What is a foundation model?
A foundation model is a large neural network trained on a broad dataset that can be adapted to many downstream tasks without retraining from scratch. The term was coined by Stanford's HAI in 2021 to describe models like GPT-3, BERT, and CLIP.
Three properties define a foundation model: pretraining at scale on a large dataset using self-supervised objectives, transferable representations across many tasks, and adaptability via prompting, fine-tuning, or classifier heads.
LLMs are foundation models for natural language. Vision foundation models are foundation models for images. LogLMs are foundation models for operational telemetry: same architectural family, applied to a different domain.
The four ways foundation models are used in security
Analyst copilots
LLMs help analysts triage alerts, summarize incidents, write detection logic, and query data lakes in natural language. Microsoft Security Copilot, Splunk AI Assistant, and a half-dozen vendor-specific equivalents sit in this category. Where this works: scaling junior analysts, accelerating investigation, reducing alert fatigue. Where this struggles: hallucination on technical specifics, slow on bulk data, and importantly does not actually detect anything new.
Code analysis
Foundation models for code read source and binaries to find vulnerabilities, suggest fixes, or write exploits. Where this works: static analysis, code review, exploit-pattern recognition. Where this struggles: production scale, runtime context, novel vulnerability classes.
Phishing classification
Specialized text classifiers detect phishing, BEC, and adversarial content inside email security gateways. Where this works: high-volume email triage, zero-day phishing campaigns where linguistic structure betrays the attempt. Where this struggles: targeted spear phishing, multi-channel attacks, localization gaps.
Threat detection from telemetry
This is the newest and highest-leverage use case: foundation models trained on operational telemetry to detect attacks directly. Instead of helping a human read logs, the model reads logs and produces detections. DeepTempo's LogLM is the first production-scale example of this category.
Where general-purpose LLMs fail in security
There is a recurring temptation: We already have GPT or Claude, can we point it at our logs? You can. It usually does not work, for several specific reasons.
Logs are out-of-distribution. General-purpose LLMs are trained on human text. Logs are structured, repetitive, full of identifiers, and look like noise to a text-trained model.
Cost at scale. A petabyte-scale log volume run through a frontier LLM is economically infeasible. Cost-per-detection is one to three orders of magnitude too high.
Latency. Frontier LLMs measure latency in seconds. Production detection needs sub-second response across millions of events per minute.
Inconsistency. LLMs are non-deterministic. Detection systems need stable, classifiable signal, embeddings, not free-text guesses.

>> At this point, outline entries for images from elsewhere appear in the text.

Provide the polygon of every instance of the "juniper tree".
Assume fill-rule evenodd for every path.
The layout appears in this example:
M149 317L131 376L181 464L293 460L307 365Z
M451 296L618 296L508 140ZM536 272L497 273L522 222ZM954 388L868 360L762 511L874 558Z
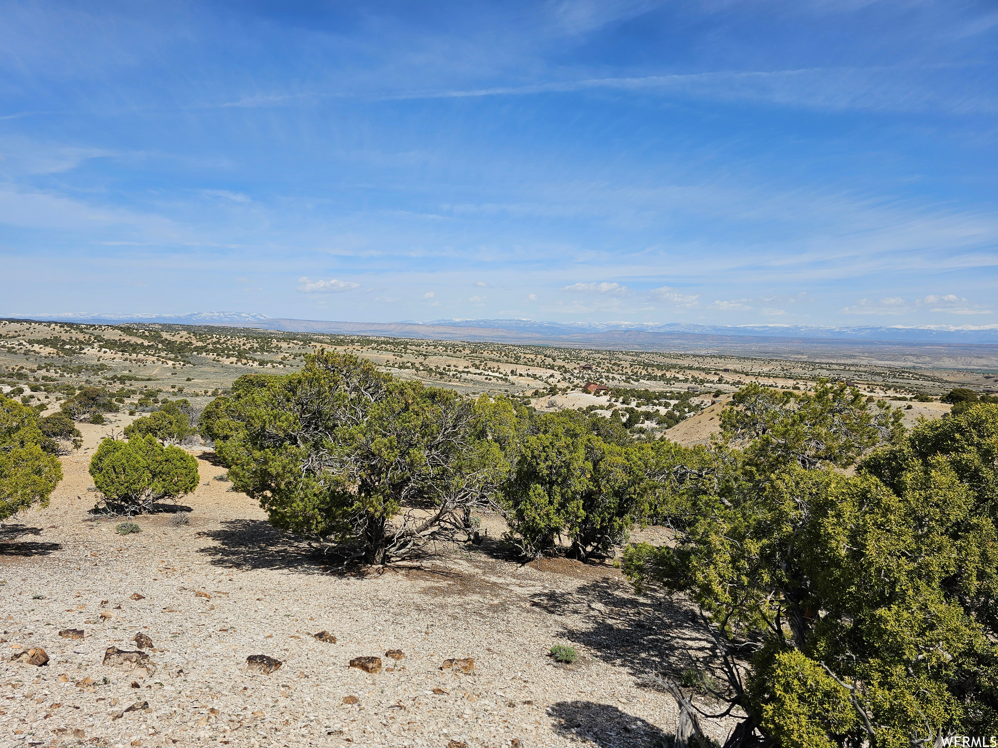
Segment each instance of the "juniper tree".
M721 712L744 717L728 744L914 746L998 723L998 408L904 437L844 387L740 394L712 449L662 461L676 543L625 555L639 589L699 604Z

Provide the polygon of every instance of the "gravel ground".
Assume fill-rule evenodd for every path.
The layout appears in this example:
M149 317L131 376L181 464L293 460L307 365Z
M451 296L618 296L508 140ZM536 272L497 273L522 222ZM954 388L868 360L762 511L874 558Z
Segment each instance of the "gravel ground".
M682 601L639 598L609 565L521 565L488 540L337 572L213 480L212 457L199 455L187 526L151 515L122 537L89 519L79 454L49 509L0 528L0 744L611 748L675 730L672 698L640 683L709 656ZM153 641L148 671L102 664L138 632ZM579 660L546 656L559 643ZM8 661L28 646L48 664ZM249 672L252 654L282 664ZM348 666L363 655L383 669ZM471 673L441 669L464 657ZM723 740L732 725L706 727Z

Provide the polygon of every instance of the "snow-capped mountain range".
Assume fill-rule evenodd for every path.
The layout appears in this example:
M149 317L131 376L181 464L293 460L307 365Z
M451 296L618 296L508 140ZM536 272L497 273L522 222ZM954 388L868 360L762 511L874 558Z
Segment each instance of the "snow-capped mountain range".
M325 320L285 319L268 317L255 312L189 312L186 314L99 314L69 312L59 314L10 314L7 319L37 319L61 322L98 324L182 324L219 325L227 327L257 327L292 332L330 332L362 335L411 335L420 337L421 330L457 331L475 328L475 337L486 330L521 333L525 337L571 339L585 334L607 337L614 332L668 335L711 335L725 337L797 338L823 340L879 340L935 343L998 344L998 324L991 325L917 325L833 327L821 325L702 325L689 322L548 322L533 319L434 319L400 322L336 322ZM436 337L436 335L433 335ZM449 337L449 336L448 336ZM499 338L508 339L509 335Z

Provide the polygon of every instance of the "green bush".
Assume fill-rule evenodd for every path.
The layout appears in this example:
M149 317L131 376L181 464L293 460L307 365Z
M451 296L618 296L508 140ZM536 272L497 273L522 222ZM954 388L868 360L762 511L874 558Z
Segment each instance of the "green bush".
M34 504L47 507L62 480L57 445L38 421L33 408L0 395L0 521Z
M644 512L647 450L619 421L576 411L544 414L532 430L503 487L507 540L537 556L566 535L569 555L606 557Z
M579 659L579 653L575 651L574 647L565 646L564 644L555 644L551 647L549 654L558 662L564 662L565 664L572 664L577 659Z
M164 447L153 436L128 442L105 439L90 461L94 486L108 511L133 515L158 501L198 488L198 461L180 447Z
M736 732L829 748L989 734L998 406L906 435L844 387L736 401L706 463L677 453L661 474L670 543L624 560L639 590L700 606L726 663L718 690L746 714Z
M78 450L83 445L83 434L66 413L53 413L51 416L40 418L38 426L46 437L58 445L55 449L56 454L69 454L70 446Z
M84 387L60 406L63 413L74 421L91 419L94 414L117 413L118 405L112 393L102 387ZM92 421L102 423L102 421Z
M323 351L294 374L241 377L202 427L272 525L380 564L462 532L488 504L504 462L476 438L478 418L451 390Z
M164 403L158 411L138 418L125 427L125 436L152 436L163 444L177 444L198 433L191 426L193 409L187 400Z

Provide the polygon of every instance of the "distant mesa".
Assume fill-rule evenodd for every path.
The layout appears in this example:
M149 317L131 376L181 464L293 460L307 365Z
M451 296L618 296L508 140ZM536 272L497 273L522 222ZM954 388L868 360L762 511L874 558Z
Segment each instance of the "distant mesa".
M283 332L488 341L562 345L581 348L662 350L675 344L755 340L851 341L868 343L998 344L998 325L922 325L904 327L819 325L701 325L687 322L545 322L532 319L436 319L402 322L342 322L268 317L255 312L186 314L9 314L5 319L33 319L82 324L181 324L253 327ZM589 370L589 365L581 368Z

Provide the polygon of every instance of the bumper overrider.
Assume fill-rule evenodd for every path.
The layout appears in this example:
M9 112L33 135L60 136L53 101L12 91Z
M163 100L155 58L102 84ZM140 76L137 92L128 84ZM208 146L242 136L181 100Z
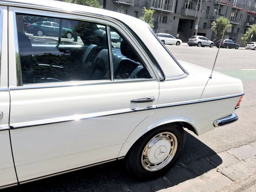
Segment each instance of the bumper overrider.
M238 116L235 113L233 113L224 118L216 120L214 122L214 127L221 127L230 124L238 120Z

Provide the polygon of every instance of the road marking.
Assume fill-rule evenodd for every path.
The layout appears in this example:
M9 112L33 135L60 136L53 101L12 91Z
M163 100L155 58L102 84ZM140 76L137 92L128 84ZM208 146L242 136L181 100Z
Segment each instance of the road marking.
M241 69L241 70L256 70L256 69Z

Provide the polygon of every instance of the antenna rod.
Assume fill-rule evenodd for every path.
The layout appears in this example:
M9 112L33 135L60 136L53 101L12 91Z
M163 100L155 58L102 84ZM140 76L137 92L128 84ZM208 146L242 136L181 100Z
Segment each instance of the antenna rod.
M213 67L212 68L212 73L211 74L211 75L209 77L209 78L210 79L212 78L212 72L213 72L213 69L214 69L214 67L215 66L215 64L216 63L216 60L217 59L217 57L218 56L218 54L219 54L219 51L220 51L220 45L221 44L221 42L222 40L223 40L223 37L224 36L224 34L225 33L225 31L226 30L226 28L227 28L227 26L228 25L228 22L229 22L229 15L230 15L230 13L231 12L231 10L232 9L232 6L233 6L233 4L234 3L234 1L235 0L233 0L233 1L232 2L232 5L231 6L231 7L230 8L230 11L229 11L229 13L228 13L228 20L227 21L227 23L226 23L226 25L225 26L225 28L224 28L224 30L223 31L223 33L222 34L222 37L221 37L221 39L220 40L220 45L219 46L219 48L218 48L218 51L217 52L217 54L216 55L216 57L215 58L215 60L214 61L214 64L213 64ZM227 6L228 6L228 5L227 5Z

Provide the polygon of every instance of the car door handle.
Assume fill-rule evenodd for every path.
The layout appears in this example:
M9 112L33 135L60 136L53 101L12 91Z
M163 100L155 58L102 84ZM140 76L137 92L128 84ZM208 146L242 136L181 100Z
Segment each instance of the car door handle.
M156 99L154 97L144 97L135 99L131 100L131 102L132 103L146 103L146 102L153 102Z

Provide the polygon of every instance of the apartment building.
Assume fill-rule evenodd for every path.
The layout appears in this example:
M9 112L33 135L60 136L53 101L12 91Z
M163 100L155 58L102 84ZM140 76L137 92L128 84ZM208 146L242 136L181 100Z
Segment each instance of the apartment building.
M233 40L240 46L243 46L241 37L249 27L256 23L256 0L98 1L104 9L137 18L142 15L143 7L154 9L155 32L166 33L174 36L178 33L183 42L195 34L198 16L197 35L212 40L214 35L211 29L212 21L220 16L228 18L232 27L228 29L225 38ZM255 37L253 37L252 40L256 40Z
M226 38L238 44L248 28L256 23L255 0L98 0L105 9L137 18L142 15L143 7L154 9L155 32L174 36L178 33L185 42L194 35L199 16L198 35L213 40L212 21L221 16L228 17L232 27Z

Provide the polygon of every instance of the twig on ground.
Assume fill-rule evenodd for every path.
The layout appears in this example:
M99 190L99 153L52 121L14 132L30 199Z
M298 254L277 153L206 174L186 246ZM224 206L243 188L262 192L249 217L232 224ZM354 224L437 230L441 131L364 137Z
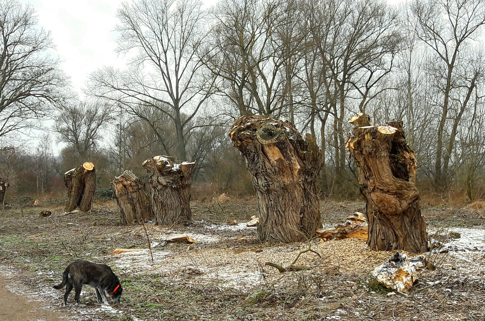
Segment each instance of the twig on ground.
M148 241L148 249L150 250L150 255L152 257L152 263L154 263L153 261L153 253L151 252L151 245L150 244L150 238L148 237L148 232L146 232L146 228L145 227L145 222L144 220L142 219L142 222L143 223L143 228L145 230L145 234L146 235L146 240Z

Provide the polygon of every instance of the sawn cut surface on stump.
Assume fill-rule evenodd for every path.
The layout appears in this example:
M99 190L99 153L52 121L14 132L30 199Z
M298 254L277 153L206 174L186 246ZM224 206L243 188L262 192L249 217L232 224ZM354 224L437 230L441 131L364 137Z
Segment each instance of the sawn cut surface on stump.
M154 156L142 164L148 171L153 216L163 225L192 221L190 187L195 163L175 161L169 156Z
M130 225L135 220L151 218L150 197L145 190L145 183L129 170L111 182L111 188L120 208L122 225Z
M373 126L368 116L359 114L350 122L355 128L347 148L358 168L366 202L367 244L374 250L427 251L426 224L414 183L416 161L402 121Z
M77 208L81 212L91 209L96 190L96 172L94 164L86 162L64 173L64 183L67 188L68 197L66 212Z
M315 138L288 122L243 116L229 136L252 176L260 215L260 240L290 243L314 236L321 225L315 178L322 166Z

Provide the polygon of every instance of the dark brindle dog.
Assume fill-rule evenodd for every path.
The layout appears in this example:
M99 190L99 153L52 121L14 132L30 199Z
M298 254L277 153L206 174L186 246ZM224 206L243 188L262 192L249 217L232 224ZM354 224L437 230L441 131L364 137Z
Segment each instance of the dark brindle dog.
M109 295L114 303L119 303L123 289L118 277L114 275L110 267L106 264L96 264L88 261L76 261L65 268L62 276L62 282L54 288L62 288L65 286L63 305L67 304L67 297L74 287L74 300L81 307L86 306L81 304L79 295L82 286L87 284L94 287L96 301L98 303L109 305L107 295Z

Lack of domain grounding. General-purpose models do not know what NetFlow records mean in context. They can guess. They will sometimes guess wrong with high confidence.

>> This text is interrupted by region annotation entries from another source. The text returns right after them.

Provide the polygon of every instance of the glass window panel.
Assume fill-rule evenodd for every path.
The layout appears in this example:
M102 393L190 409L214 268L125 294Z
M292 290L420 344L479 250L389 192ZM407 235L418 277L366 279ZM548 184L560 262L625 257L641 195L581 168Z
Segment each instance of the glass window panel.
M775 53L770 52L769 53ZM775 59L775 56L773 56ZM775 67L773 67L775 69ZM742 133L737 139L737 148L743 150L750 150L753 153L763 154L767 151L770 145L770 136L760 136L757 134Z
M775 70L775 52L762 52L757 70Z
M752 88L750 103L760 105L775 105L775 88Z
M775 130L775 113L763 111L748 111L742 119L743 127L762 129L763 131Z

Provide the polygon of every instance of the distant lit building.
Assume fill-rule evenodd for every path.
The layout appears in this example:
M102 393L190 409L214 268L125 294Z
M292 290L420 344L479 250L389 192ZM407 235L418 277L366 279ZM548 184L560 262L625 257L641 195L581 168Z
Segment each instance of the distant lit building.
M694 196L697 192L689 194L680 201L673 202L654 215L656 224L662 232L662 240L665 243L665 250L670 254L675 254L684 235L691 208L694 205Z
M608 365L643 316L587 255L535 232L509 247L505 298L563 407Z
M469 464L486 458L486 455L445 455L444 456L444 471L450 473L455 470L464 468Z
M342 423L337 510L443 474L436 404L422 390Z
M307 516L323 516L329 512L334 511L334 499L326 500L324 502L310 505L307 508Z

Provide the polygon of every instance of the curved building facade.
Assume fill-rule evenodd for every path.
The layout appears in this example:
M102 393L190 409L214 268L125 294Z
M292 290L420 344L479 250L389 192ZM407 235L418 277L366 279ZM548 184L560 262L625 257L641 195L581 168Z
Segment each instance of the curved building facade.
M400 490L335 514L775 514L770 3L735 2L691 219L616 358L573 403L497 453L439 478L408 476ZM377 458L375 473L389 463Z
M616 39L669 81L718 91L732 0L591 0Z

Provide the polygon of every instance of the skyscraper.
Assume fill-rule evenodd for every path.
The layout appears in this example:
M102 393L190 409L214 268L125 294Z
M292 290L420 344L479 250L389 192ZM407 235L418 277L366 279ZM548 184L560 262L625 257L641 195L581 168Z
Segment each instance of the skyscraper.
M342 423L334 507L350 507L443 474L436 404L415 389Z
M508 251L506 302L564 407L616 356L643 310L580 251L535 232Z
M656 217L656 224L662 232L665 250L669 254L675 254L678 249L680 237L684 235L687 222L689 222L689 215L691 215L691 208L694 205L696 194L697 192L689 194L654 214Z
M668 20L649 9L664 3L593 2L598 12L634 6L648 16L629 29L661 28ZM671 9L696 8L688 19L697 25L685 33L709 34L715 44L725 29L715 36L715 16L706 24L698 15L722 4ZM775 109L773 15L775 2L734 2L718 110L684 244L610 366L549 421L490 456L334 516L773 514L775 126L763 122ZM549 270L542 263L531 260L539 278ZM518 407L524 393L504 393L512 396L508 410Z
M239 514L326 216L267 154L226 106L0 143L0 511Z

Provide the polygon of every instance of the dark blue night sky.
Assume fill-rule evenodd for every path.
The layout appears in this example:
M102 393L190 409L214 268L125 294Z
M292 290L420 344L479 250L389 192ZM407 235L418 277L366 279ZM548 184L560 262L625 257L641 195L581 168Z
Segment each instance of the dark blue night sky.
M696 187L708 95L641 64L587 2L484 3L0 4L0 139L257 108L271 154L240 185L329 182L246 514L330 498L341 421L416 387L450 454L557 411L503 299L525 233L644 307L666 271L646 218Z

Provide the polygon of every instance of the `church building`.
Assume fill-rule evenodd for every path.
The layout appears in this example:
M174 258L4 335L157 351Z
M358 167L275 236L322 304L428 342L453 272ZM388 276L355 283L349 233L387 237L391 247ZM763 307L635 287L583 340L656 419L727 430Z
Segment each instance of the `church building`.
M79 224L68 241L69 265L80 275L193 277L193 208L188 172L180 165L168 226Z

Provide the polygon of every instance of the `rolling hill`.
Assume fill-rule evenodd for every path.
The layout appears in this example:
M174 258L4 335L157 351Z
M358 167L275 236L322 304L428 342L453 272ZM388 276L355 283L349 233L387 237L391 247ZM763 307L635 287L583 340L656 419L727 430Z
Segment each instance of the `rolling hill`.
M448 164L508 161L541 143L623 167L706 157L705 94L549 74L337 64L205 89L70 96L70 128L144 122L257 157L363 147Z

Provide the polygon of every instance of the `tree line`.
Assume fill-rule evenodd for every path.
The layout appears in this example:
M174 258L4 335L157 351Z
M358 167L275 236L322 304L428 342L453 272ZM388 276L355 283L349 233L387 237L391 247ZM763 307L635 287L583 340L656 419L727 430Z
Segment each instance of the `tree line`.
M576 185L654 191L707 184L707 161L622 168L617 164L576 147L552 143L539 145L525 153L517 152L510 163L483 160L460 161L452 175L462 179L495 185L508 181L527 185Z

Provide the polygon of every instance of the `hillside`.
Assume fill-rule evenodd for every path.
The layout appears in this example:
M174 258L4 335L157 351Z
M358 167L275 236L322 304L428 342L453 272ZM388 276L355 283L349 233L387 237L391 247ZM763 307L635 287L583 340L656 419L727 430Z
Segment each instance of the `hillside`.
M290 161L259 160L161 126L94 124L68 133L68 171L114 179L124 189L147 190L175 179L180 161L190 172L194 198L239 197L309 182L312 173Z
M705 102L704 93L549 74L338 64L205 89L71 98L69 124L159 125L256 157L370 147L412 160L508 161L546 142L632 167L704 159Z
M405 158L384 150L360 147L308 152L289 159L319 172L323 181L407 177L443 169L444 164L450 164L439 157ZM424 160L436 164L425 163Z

Vertical foundation models
A vertical foundation model is purpose-built for one domain. Vertical models trade breadth for depth. They do not know everything humans have written, but they know their domain better than any generalist can.

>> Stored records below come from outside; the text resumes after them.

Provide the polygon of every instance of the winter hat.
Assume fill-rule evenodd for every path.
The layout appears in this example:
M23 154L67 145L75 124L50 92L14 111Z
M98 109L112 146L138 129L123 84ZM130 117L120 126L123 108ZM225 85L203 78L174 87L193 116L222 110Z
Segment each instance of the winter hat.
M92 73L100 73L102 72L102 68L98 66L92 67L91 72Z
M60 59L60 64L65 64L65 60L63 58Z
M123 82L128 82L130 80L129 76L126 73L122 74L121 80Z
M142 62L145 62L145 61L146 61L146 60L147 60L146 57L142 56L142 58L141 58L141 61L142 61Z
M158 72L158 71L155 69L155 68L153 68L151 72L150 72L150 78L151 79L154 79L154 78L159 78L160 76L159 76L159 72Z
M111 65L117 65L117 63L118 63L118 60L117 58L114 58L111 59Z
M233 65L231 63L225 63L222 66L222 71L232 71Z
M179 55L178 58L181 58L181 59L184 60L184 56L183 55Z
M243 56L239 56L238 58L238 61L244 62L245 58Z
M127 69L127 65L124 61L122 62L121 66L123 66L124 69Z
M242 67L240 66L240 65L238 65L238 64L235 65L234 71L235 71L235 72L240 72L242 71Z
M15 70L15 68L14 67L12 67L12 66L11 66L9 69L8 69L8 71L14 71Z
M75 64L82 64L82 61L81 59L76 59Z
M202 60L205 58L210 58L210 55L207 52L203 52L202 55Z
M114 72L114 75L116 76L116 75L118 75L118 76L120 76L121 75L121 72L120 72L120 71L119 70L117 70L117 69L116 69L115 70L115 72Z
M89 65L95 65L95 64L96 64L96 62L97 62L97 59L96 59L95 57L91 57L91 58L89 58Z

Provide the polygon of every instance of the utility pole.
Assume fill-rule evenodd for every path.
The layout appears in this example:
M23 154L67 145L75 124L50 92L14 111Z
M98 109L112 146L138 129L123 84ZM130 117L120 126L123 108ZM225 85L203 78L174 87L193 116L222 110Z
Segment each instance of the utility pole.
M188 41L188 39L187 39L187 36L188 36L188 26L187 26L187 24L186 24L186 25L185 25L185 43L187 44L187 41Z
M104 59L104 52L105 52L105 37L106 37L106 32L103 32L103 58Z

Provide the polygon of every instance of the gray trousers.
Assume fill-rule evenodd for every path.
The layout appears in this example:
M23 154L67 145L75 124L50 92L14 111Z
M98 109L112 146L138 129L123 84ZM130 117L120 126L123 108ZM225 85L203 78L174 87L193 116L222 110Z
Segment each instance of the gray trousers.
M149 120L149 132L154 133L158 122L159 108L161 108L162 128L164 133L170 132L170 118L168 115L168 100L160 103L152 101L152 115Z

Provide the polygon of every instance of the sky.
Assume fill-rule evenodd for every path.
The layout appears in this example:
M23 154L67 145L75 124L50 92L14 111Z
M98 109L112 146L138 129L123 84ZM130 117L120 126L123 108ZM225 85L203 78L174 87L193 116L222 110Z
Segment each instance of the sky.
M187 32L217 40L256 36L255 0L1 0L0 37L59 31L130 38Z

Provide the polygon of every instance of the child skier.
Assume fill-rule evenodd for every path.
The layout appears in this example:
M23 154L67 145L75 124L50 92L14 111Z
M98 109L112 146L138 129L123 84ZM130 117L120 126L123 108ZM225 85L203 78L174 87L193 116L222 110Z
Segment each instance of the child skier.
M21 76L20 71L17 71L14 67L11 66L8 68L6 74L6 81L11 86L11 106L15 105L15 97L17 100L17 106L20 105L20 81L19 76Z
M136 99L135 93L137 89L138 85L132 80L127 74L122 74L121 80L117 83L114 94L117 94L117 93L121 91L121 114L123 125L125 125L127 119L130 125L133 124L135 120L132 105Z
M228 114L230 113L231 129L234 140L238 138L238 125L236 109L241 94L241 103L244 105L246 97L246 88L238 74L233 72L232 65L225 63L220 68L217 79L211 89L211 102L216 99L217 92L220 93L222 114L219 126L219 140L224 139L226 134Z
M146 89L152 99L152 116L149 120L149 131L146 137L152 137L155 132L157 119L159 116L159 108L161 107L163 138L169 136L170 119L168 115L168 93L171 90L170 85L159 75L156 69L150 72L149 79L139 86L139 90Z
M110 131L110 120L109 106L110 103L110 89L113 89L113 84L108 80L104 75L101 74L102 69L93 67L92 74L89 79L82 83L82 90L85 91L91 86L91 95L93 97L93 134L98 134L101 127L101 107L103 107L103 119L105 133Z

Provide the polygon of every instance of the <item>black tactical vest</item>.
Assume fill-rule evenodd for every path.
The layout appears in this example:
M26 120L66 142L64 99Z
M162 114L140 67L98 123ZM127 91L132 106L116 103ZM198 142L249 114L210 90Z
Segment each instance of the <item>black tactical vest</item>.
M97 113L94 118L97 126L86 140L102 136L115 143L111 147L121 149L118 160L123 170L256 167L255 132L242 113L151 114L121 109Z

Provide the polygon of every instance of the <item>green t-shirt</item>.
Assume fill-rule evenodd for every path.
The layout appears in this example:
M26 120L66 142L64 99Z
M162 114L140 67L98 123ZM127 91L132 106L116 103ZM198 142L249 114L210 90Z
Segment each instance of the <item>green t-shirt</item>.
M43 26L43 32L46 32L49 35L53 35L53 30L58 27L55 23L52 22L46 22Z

Examples across industries: BioGPT for biomedical literature, CodeLlama for code, BloombergGPT for finance, Prithvi for geospatial, LogLM for security telemetry.
Vertical foundation models tend to be significantly smaller, faster at inference, cheaper to run, more accurate within their domain, and easier to ground because domain experts can validate behavior against ground truth.
Why a foundation model for logs makes sense
Operational telemetry has the same three properties that make natural language a good fit for foundation models: sequence and context, sparse meaningful signal, and a domain-specific vocabulary that benefits from purpose-built tokenization.
The output of a LogLM is not generated text. It is embeddings. Lightweight classifiers on top of those embeddings map activity to MITRE ATT&CK techniques and produce detections in real time.
How DeepTempo applies this
DeepTempo built its detection product around a vertical foundation model rather than around a frontier LLM because the architecture matches the problem. The engineering investments behind LogLM (training corpus curation, custom tokenization, classifier head training against MITRE ATT&CK, evaluation discipline, adaptation pipeline) compound over time, which is what makes a vertical model a defensible product rather than a research artifact.